Les économies des pays occidentaux ne sont pas encore en convalescence, mais toujours sous traitement lourd : perfusion sous forme de déficits fiscaux très lourds (autour de 10 % du PIB encore en 2010) et taux d’intérêt quasi nuls. Les économistes, Nicolas Bouzou en tête, s’interrogent sur la manière de retirer ces perfusions à des économies encore malades.
Dans le même temps, les banques affichent une santé étonnante, insolente, voire inquiétante.
Etonnantes quand on se rappelle les niveaux d’actifs toxiques recensés fin 2007, puis réactualisés en 2008. Que sont ces actifs devenus ? Rachetés par l’Etat ? Compensés par des créations de valeurs qui étaient impossibles à anticiper il y a à peine deux ans ? Cachés dans les bilans des banques grâce à des subtilités comptables ?
Insolentes au regard de la situation du reste de l’économie. La richesse extériorisée par les banques, si les données comptables publiées ont un sens, est autant de richesse prélevée sur l’économie réelle.
Inquiétantes, surtout quand on comprend comment les magnifiques résultats consolidés de la planète finance en 2006 et encore en 2007 avaient été générés. Le ressort est presque toujours le même : une sous-appréciation du risque futur. J’extériorise comptablement un gain immédiat sur un produit surévalué au regard des flux futurs qu’il est susceptible de générer. Ou mieux, je prends le gain et je vends le risque.
Reprenons l’exemple caricatural des subprimes. Il permet en outre de faire le lien entre la finance et l’économie réelle. Il s’agissait, aux Etats-Unis, de prêts à l’immobilier pour les particuliers qui bénéficiaient de taux très réduits les deux premières années, en échange de taux élevés à partir de la troisième année. Ainsi, des ménages à faibles revenus se sont vu proposer un moyen inespéré d’accéder à la propriété. Ces financements ont été qualifiés d’actifs toxiques car ils portaient un risque de défaillance élevé, après une (courte) période tranquille. La sophistication et la mondialisation de la finance, notamment depuis 2000 avec le développement et la généralisation de la titrisation, ont permis à leur promoteur de revendre très vite les crédits subprimes qu’ils ont produits en les glissant dans des packages de financement revendus sur les marchés.

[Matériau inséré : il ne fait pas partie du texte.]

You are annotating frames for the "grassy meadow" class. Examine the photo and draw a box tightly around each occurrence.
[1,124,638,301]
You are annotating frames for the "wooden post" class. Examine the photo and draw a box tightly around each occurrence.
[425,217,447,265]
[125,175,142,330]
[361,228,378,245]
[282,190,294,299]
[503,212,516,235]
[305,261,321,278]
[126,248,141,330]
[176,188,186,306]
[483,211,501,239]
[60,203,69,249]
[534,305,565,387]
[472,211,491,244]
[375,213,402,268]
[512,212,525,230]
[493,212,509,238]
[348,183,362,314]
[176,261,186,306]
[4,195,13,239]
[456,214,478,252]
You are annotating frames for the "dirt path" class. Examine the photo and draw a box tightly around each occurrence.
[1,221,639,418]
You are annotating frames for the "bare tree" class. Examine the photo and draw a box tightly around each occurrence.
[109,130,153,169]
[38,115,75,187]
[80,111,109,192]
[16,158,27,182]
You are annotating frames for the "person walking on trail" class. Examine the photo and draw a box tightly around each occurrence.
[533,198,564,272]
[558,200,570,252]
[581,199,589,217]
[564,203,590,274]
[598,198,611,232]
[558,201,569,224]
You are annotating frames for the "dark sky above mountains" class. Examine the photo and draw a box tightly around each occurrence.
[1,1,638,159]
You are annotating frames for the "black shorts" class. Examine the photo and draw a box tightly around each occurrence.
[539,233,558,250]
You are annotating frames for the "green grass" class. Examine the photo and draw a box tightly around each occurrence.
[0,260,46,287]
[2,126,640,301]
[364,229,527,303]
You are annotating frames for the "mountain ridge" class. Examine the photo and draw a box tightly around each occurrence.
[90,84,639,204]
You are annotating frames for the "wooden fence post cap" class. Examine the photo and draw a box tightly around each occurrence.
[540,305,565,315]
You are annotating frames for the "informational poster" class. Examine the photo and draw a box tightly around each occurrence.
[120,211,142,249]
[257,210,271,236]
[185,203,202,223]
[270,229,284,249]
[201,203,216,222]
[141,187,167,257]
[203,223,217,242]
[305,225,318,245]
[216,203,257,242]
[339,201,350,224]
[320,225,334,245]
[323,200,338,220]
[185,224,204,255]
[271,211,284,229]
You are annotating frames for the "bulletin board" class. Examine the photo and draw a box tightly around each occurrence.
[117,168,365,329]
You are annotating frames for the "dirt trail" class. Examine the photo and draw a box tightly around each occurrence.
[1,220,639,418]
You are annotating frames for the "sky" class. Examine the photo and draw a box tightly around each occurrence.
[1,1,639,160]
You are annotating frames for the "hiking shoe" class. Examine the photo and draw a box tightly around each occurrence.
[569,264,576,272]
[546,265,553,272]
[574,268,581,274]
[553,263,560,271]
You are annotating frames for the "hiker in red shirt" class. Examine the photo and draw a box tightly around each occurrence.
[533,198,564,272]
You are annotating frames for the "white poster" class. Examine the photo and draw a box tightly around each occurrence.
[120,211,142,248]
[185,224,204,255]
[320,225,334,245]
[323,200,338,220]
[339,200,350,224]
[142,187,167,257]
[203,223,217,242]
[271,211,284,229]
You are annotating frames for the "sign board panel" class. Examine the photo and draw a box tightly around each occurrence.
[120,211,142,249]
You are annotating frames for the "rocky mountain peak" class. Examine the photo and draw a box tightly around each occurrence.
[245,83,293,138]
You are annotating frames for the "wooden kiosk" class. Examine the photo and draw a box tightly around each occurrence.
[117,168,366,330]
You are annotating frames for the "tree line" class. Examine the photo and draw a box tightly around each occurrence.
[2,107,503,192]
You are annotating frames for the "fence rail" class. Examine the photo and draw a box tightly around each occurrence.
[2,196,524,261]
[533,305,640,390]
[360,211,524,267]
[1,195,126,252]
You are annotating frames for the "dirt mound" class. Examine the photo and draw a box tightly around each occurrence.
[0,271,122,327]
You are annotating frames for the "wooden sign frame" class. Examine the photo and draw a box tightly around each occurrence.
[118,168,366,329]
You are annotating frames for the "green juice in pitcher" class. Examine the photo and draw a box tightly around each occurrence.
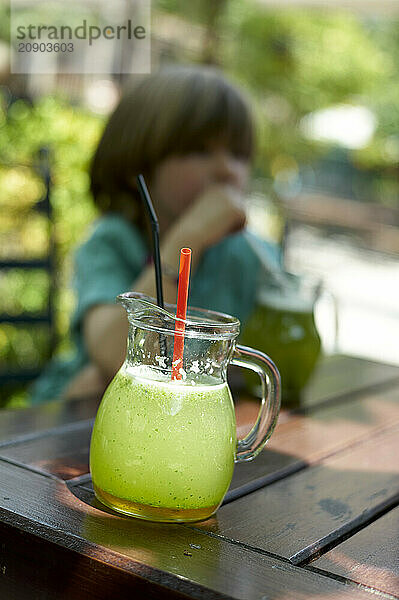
[90,366,236,522]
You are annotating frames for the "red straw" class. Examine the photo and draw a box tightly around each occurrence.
[171,248,192,380]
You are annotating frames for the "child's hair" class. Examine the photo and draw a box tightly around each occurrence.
[90,64,254,220]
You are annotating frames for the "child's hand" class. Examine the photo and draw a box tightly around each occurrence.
[170,184,247,252]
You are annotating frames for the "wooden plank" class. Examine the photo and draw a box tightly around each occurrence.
[298,355,399,411]
[0,521,191,600]
[264,384,399,466]
[2,382,399,500]
[283,192,399,230]
[0,460,379,599]
[235,355,399,437]
[312,506,399,597]
[194,425,399,566]
[228,382,399,499]
[0,396,98,447]
[0,423,92,480]
[0,313,51,324]
[284,193,399,254]
[0,259,51,269]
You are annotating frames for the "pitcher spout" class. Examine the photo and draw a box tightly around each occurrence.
[117,292,240,341]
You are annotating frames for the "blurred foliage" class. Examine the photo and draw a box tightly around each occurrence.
[0,270,50,316]
[351,21,399,206]
[0,323,50,370]
[0,2,10,43]
[224,7,386,169]
[158,0,220,25]
[0,92,102,273]
[158,0,399,204]
[0,95,103,407]
[226,10,387,106]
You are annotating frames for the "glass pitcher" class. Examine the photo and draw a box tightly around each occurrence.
[90,292,281,523]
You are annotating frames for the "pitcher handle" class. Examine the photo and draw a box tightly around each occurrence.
[231,344,281,463]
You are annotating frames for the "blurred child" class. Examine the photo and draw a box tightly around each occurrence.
[31,64,280,403]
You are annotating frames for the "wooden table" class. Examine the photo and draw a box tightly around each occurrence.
[1,355,399,599]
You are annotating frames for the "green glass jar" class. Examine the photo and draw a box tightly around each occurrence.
[241,274,322,408]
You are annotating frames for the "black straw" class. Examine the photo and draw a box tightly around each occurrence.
[136,174,164,309]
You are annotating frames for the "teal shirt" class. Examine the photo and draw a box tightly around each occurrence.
[30,214,280,404]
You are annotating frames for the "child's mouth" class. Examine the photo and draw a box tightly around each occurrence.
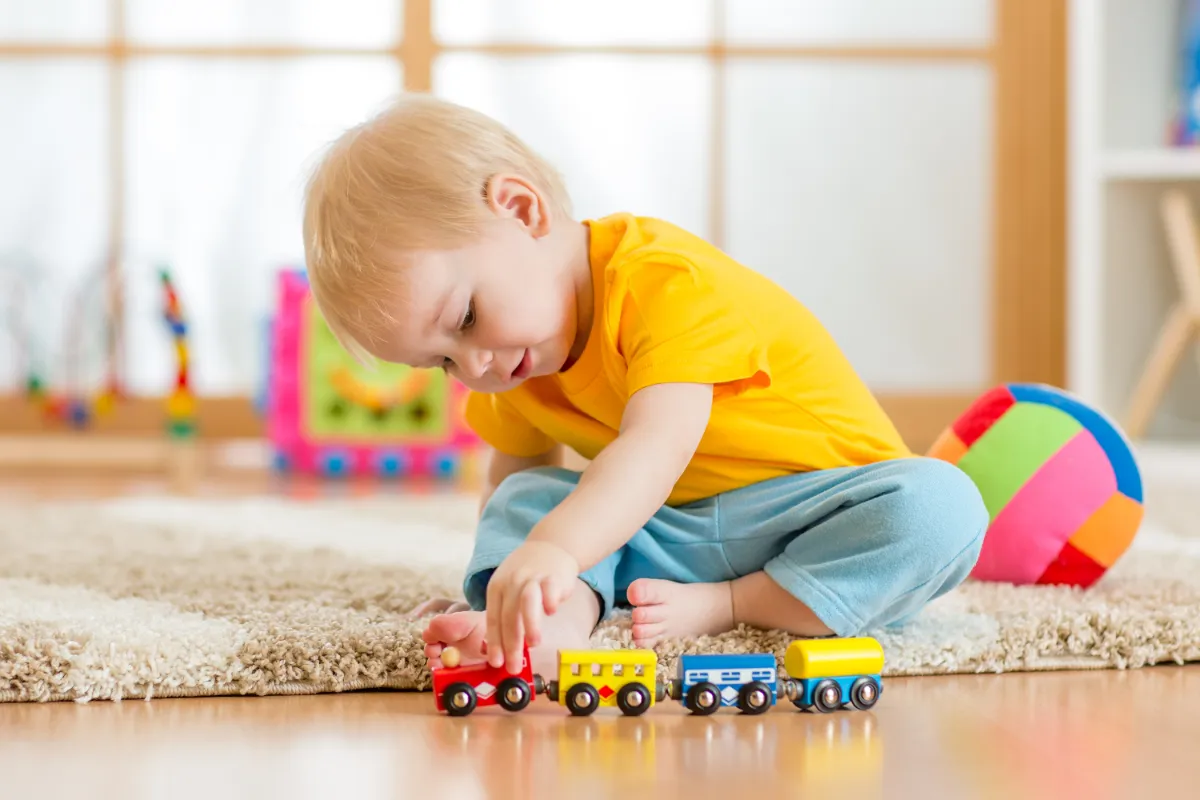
[512,349,533,380]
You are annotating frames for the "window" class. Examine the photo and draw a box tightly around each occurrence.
[1,0,994,428]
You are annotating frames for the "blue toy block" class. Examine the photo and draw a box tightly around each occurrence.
[432,449,458,478]
[320,449,351,477]
[272,450,291,472]
[68,400,89,428]
[375,451,409,477]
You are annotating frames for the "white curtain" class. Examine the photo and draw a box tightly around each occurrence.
[0,0,992,397]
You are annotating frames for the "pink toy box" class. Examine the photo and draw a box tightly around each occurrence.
[265,269,478,478]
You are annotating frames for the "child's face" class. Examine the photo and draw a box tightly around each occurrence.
[372,215,583,394]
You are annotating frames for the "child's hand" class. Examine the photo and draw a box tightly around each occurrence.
[485,539,579,672]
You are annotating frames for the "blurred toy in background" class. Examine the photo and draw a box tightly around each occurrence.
[1170,0,1200,145]
[160,267,196,439]
[2,254,123,429]
[264,269,479,480]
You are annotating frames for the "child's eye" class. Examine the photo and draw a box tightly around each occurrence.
[459,299,475,331]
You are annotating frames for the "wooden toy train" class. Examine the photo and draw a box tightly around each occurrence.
[432,636,884,717]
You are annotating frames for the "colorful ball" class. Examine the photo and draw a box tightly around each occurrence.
[928,383,1143,588]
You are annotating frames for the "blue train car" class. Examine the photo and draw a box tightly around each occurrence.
[672,653,778,715]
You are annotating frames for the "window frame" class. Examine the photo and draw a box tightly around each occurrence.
[0,0,1064,453]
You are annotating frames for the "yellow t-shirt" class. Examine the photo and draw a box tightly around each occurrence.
[465,213,912,506]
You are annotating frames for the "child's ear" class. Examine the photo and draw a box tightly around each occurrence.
[483,174,551,237]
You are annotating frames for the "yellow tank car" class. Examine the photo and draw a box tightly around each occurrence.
[781,637,884,713]
[545,649,667,717]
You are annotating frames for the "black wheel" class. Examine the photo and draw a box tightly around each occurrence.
[565,683,600,716]
[617,683,652,716]
[811,679,843,713]
[443,682,477,717]
[738,681,772,715]
[497,677,532,712]
[850,676,880,710]
[685,681,721,715]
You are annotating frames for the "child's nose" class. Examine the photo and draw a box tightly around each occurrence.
[462,349,493,380]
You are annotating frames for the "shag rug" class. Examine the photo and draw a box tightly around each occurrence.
[2,490,1199,703]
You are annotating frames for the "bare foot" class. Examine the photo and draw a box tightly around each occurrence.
[409,597,470,619]
[422,610,488,668]
[422,579,600,678]
[627,578,735,648]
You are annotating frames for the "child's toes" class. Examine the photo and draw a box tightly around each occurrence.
[631,604,666,624]
[632,622,666,647]
[627,578,673,607]
[423,610,482,645]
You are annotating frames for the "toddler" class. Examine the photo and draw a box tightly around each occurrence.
[302,94,988,678]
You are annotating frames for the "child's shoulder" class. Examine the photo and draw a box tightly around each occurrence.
[588,212,753,287]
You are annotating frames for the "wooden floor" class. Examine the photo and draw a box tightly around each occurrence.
[1,468,1198,798]
[0,667,1196,799]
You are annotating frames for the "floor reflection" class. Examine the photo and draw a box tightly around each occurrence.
[424,703,884,799]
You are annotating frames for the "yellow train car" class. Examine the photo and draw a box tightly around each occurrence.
[782,637,885,713]
[546,649,666,717]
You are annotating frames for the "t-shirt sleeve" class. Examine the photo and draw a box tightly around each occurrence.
[614,259,772,399]
[464,390,556,457]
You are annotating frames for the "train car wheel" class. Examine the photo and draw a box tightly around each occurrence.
[738,681,772,715]
[811,679,842,713]
[617,683,651,716]
[443,682,477,717]
[686,682,720,715]
[565,683,600,716]
[850,676,880,710]
[498,677,532,712]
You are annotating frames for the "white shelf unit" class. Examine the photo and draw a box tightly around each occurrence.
[1070,0,1200,442]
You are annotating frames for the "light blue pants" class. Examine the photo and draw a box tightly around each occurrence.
[463,457,988,637]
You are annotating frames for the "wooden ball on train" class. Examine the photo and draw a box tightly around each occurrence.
[441,647,460,668]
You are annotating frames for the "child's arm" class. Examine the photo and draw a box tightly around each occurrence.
[483,381,713,670]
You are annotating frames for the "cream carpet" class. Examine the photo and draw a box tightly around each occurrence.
[1,489,1198,703]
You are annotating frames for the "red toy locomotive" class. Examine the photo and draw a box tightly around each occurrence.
[432,645,542,717]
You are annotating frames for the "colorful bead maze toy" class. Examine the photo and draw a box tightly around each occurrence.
[265,270,478,479]
[160,269,196,439]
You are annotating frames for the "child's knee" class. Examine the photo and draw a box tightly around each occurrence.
[482,465,580,522]
[890,456,988,569]
[870,457,988,625]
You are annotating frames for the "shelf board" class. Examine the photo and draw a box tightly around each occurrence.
[1104,148,1200,180]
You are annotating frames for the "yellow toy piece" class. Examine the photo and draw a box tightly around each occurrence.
[93,390,116,417]
[166,388,196,419]
[553,649,662,717]
[785,637,885,680]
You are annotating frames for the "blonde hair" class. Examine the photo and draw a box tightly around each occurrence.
[302,93,571,363]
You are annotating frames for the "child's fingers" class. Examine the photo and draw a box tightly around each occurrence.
[520,582,543,647]
[540,574,573,615]
[540,576,560,614]
[502,584,528,673]
[485,582,505,669]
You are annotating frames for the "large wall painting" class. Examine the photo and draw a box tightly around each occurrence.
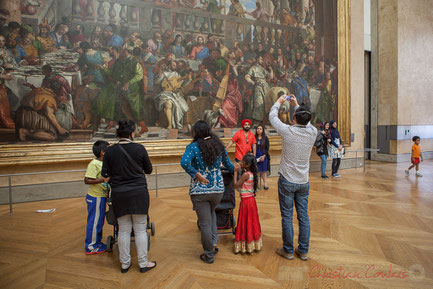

On comprend ainsi comment produit financier et économie réelle ont interagi : les subprimes ont donné un accès à la propriété à des ménages dont les revenus étaient jusqu’alors insuffisants. L’insolvabilité de ces ménages au-delà de deux ans a entraîné (très rapidement) la constatation d’impayés sur des sommes de financement considérables, avec un effet domino sur de nombreuses banques qui avaient racheté ces crédits souvent sans savoir (!).
Les subprimes ne sont qu’un exemple parmi de très nombreuses innovations financières créatrices d’actifs toxiques. Il ne faut pas déduire de la dangerosité de certaines créations de génies de la finance que tout produit porte en lui des germes nuisibles. Pour autant les performances actuelles extériorisées par les acteurs financiers me laissent perplexe. La solution ? Une forte réglementation ! Ce n’est pas en taxant (qui plus est vainement) les bonus des traders que l’intérêt général deviendra supérieur aux intérêts individuels. Les Etats qui ont été en 2008 et demeurent les assureurs ultimes des banques et qui continuent à les aider au travers des mesures actuelles de sauvetage des économies (vive l’argent gratuit !) sont en droit ou plutôt ont le devoir d’imposer des règles qui nous assurent que seule la face utile de la finance est en marche. Car face à tout nouvel accident significatif, sans nécessairement l’ampleur de ce que nous avons connu en 2008, les pays occidentaux seront incapables de réagir. Ils n’en auront pas les moyens, ni économiques, ni politiques ! Nous, occidentaux, serons tous dans le meilleur des cas, des Islandais.